I always stand in awe of people who sleep recreationally. Y'know, those people who list naps as a certified hobby or as one of their interests. I guess it's strange for me because I've always been the kind of person who hardly slept. If I never had to sleep, I don't think I ever would... well that was then...
These days, all I ever seem to want to do is take a ride on the unconscious side of life. Blame it on the Autumn Blues, but I find that I'd happily sleep my life away if I could. Simply put, I hate this time of the year. It reminds me of everything I'm not and everything that isn't and everything that never will be; and I'm usually left feeling chronically depressed (suffering from SAD), with the bitter taste of the forthcoming winter on my lips.
And all because the damn season is changing. But even the light of day is different, and there are those fleeting moments when life seems like nothing but a series of broken promises and abandoned dreams.
And so to escape this somewhat dreary and melancholic state of mind, I tend to dive head-first into all kinds of frivolous fun activities. And I spend large quantities of my precious time in the hallways of my daydreams and in the basement of wishful thinking. The best part is when some of my favourite people play along - it's always nice to know that you're not alone in wanting to escape the Moria of everyday life.
This past weekend was no exception - and I found myself mucking about on Dean's timeline along with the lovely Juliette.
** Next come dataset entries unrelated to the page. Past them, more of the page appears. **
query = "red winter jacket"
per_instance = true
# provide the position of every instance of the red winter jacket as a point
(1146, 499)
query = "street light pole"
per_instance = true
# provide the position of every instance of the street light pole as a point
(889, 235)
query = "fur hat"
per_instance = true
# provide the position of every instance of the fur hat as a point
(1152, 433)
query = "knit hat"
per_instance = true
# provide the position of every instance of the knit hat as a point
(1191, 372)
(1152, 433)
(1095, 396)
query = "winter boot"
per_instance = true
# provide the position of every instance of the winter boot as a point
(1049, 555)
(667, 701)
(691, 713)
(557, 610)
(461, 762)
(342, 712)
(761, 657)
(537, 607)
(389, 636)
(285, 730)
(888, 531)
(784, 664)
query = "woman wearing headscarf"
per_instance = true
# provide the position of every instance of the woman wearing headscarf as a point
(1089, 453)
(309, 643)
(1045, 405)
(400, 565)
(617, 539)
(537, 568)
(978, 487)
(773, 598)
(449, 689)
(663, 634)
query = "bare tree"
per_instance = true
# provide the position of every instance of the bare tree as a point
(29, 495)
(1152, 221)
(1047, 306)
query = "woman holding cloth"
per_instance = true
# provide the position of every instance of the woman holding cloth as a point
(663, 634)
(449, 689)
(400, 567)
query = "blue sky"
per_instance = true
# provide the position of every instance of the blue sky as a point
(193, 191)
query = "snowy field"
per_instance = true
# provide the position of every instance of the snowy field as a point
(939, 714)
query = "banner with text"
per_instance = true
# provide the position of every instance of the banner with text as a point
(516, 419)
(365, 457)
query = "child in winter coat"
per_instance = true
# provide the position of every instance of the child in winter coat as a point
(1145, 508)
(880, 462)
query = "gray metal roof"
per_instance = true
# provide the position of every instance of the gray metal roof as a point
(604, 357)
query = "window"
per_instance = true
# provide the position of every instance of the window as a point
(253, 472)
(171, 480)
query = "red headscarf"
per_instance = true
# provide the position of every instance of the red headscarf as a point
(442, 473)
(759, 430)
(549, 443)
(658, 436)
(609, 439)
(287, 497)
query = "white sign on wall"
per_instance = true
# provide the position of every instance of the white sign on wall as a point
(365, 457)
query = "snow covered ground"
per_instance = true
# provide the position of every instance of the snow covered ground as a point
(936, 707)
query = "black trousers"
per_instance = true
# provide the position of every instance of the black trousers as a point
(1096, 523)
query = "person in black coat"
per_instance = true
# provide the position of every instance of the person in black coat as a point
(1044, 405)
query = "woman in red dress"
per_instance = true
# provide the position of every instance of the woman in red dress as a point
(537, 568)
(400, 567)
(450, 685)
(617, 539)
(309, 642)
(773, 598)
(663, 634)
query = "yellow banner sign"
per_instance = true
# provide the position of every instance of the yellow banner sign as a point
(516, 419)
Jules even wrote a poem about it:
Said Jules one day, as she walked out the door
“I can’t take this dreariness, not anymore!”
This wet bloody weather is blackening my aura
I should live like a Queen in Great Bora Bora!
So she went to the shop for a lottery ticket,
She prayed and she dreamt t’would be her that would win it.
And lo and behold her numbers came fore
Two million, gazillion pounds and some more!
She danced and she sang like a drunken lout
And called all her friends before she passed out.
Then to the travel agent, she went with a song,
With her list and demands so they wouldn’t go wrong.
“Now please pay attention, this is very specific,
I must take my friends to the South Pacific”
“There’s Dean/Randy and there’s Azra and bloggers a few,
No longer their days to be lonely and blue!”
“It’s way too expensive!” the travel agent goaded,
Said I “Matters not, for I’m FRIKKIN LOADED!”
So she flew them first class to the island of dreams
Sunshine, palm trees and strawberry ice creams.
They danced and played on the glistening sands,
And lazed in their hammocks, margaritas in hand.
They ate fresh fruit and steaming paella
And Azra content with her box of Nutella!
And they laughed at a life that had once only been,
On a FB timeline, where they’d had a dream...
I always knew Jules was going to be famous. And yeah, Randy was missed while we got lost in the reverie - as well as all the other bloggers and friends who share the same dreams and wishes.
Thing is, we're always told that our words manifest in our realities - the power of positive thinking. At the moment, I can't think of anything more positive than lounging on a beach with crystal blue warm water lapping on the shore, and staring up at the clear sun-kissed sky. And there is a large part of me that believes, quite fervently, that if we can all cultivate a certain level of positivity in a collective, and apply a decent amount of willpower and determination to the equation; that this dream will cease to be a dream and become a part of our reality!